Sangeeta Bhatia is a leader in advancing human health care — and a role model for other women interested in STEM.
At her lab at MIT, Sangeeta Bhatia is singlehandedly inspiring a new generation of inventors through a combination of humor and pragmatism. “One thing I like to tell the students, just to set their expectations,” she says with a smile, “is that an experiment never works the first time.”
And if it does? “It’ll probably never work again,” she quips. Tinkering and having fun is part of the invention process at Bhatia’s lab. So is recognizing that it involves a lot of missteps: “Science is probably 90 percent failure,” she says. “The ‘Aha’ moments don’t happen that often — but when they come, they’re well worth it.”
Born near Boston, Massachusetts, Bhatia is the daughter of Indian immigrants, and she laughs about how, when she was growing up, her parents would ask her if she was going to be a doctor, an engineer or an entrepreneur. “Now we joke because I’m all three,” she says. Indeed, Bhatia is not only an MIT professor, but also a physician, an engineer, the co-founder of five companies and a patent-holding inventor. She is also a mother of two teenage girls.
Each of these roles informs Bhatia’s work, which centers on leveraging microtechnology used in computers and electrical engineering to improve human health. Her lab at MIT focuses specifically on cancer and liver disease, and building inventions that help in the detection and treatment of both.
One of her creations is a nanosensor that is delivered via injection and then excreted through urine. “In particular we’re interested in cancer monitoring — early cancer detection for patients that might have lung cancer or liver cancer,” she says. “And what we’re hoping is that this would be the kind of test that you could do in a point-of-care way on what we call a paper diagnostic, which would be similar to a pregnancy test.”
This low-cost method, says Bhatia, would allow for early detection and monitoring without the need for expensive equipment, such as that currently used in mammography and colonoscopy.
In the United States, women comprise just 12 percent of all patent-holding inventors and own fewer than ten percent of technology startups backed by venture capital, and women founders receive a meager 2.7 percent of all venture capital. Bhatia has transcended these often gendered contours, cofounding five startups and serving as a founding adviser for a number of companies launched by her students. And in 2020, she was elected to the National Academy of Medicine, becoming only the 25th person to be elected to all three national academies – Science, Engineering and Medicine.
Bhatia, who won the Lemelson-MIT Prize in 2014, uses her sizeable platform to motivate young people, especially women, to follow their interests in STEM. “I hope to inspire young girls who are considering being inventors or engineers or technologists or doctors to see that this is an exciting profession,” she says.

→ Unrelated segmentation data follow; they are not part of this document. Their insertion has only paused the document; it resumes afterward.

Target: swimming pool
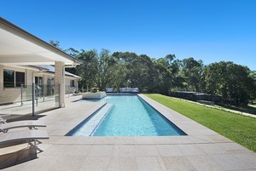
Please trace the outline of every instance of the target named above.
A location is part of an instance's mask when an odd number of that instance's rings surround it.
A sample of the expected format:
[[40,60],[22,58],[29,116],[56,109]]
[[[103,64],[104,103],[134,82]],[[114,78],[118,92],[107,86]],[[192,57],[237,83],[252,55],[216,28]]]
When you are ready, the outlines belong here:
[[[83,102],[84,100],[81,100]],[[108,106],[96,111],[67,135],[170,136],[185,135],[137,95],[108,95]],[[113,104],[113,105],[111,105]]]

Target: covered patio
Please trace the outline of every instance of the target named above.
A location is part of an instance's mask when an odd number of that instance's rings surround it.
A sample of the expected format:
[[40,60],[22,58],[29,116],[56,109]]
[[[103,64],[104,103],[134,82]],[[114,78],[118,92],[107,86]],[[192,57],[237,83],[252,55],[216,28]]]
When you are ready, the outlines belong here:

In engineering in particular, says Bhatia, young girls begin dropping out around age 11. It’s a phenomenon that she calls the “leaky pipeline,” and it continues through college with fewer and fewer girls following their interest in engineering through to graduation and beyond. “One thing that we’ve learned is that having accessible role models — women further along in the pipeline who managed to make it work and seem to be enjoying it — can really make a difference,” says Bhatia. “I’m hopeful that I can be one of those people.”
To help keep more girls interested and inspired, Bhatia runs an outreach program called Keys to Empowering Youth, which brings middle school-age girls to MIT for a day to meet women engineers and participate in workshops. She is also the advisor to a group at MIT called the Society of Women Engineers. “That gives me an opportunity to talk to young girls who are thinking about engineering as a major about what a great profession it is and why they should stay in it,” she says.

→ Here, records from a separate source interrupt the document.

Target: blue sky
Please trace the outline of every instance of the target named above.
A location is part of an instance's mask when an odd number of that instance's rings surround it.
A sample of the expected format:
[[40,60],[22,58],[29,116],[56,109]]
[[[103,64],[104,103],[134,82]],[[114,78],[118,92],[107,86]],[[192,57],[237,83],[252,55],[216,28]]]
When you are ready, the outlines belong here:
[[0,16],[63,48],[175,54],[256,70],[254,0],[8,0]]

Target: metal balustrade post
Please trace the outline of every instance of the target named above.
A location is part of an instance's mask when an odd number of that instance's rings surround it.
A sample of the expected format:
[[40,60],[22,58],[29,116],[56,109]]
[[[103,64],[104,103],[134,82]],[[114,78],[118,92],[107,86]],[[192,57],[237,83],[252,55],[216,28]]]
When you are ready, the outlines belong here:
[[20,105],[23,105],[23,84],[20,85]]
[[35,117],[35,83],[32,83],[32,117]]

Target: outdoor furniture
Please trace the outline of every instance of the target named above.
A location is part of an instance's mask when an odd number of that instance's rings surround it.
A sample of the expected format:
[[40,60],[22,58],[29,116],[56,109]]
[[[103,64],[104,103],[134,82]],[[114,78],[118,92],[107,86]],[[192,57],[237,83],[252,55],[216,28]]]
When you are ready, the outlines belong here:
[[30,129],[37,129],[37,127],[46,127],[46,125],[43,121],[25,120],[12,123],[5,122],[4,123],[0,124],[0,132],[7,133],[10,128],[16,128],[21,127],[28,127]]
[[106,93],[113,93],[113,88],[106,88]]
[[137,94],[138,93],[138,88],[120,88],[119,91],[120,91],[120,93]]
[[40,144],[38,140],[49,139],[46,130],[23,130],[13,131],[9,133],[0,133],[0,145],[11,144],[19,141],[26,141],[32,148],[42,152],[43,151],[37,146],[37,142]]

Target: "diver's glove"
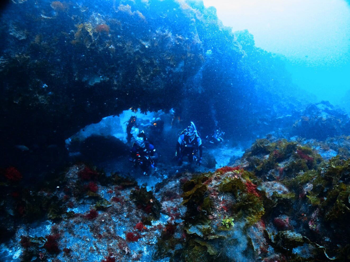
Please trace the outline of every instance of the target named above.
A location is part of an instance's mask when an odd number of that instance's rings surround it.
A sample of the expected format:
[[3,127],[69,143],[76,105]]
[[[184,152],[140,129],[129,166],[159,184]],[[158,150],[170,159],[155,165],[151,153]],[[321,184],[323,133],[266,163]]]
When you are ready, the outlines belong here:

And it can lead in unexpected directions. Bhatia cites her cancer detection project as an example of invention’s iterative process. Initially, she says, the project involved using MRI technology to show contrast. But her students noticed that the sensor was lighting up the urine in their subjects, which led them to realize an MRI machine was unnecessary.
These kinds of “Aha” moments are valuable to Bhatia because she wants her work to have a global impact. “I grew up every other summer in India in Bombay, really surrounded by communities that don’t have a significant health infrastructure,” she says. “So I’m always thinking about not just medicine as it is here in the U.S., but how it is worldwide.”

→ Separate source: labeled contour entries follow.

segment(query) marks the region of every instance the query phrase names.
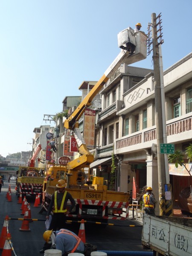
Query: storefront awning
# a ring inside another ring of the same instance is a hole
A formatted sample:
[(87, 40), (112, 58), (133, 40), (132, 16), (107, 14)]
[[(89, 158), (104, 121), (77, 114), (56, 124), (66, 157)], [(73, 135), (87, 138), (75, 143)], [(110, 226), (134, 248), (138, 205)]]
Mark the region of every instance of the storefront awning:
[(110, 160), (111, 159), (111, 157), (107, 157), (106, 158), (98, 159), (90, 164), (90, 168), (95, 168), (96, 166), (100, 165), (102, 163), (104, 163), (109, 161), (109, 160)]

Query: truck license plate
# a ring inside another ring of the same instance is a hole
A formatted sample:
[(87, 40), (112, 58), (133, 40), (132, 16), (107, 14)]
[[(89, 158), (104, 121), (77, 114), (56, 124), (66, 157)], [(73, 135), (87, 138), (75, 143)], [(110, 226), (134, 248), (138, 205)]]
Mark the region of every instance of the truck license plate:
[(40, 189), (35, 189), (34, 191), (35, 192), (40, 192), (41, 191)]
[(87, 209), (87, 214), (96, 215), (97, 213), (97, 210), (95, 209)]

Still, invention takes time and discipline, two things that don’t pair well with today’s culture of instant gratification. “Technology invention is something that requires a lot of hard work and persistence and resilience, and because of that you need support at every level, from training to idea inception to idea development, and all the way to incubation,” she says.
Her ideal kind of support system? A room full of diverse and talented minds. “Here at MIT, what we try to do is have people from all different backgrounds constantly colliding with each other,” she says. “Because when the doctor comes together with the chemist comes together with the engineer comes together with the biologist, that’s when somebody can actually make that connection — and prevent a potentially impactful invention from being left on the table.”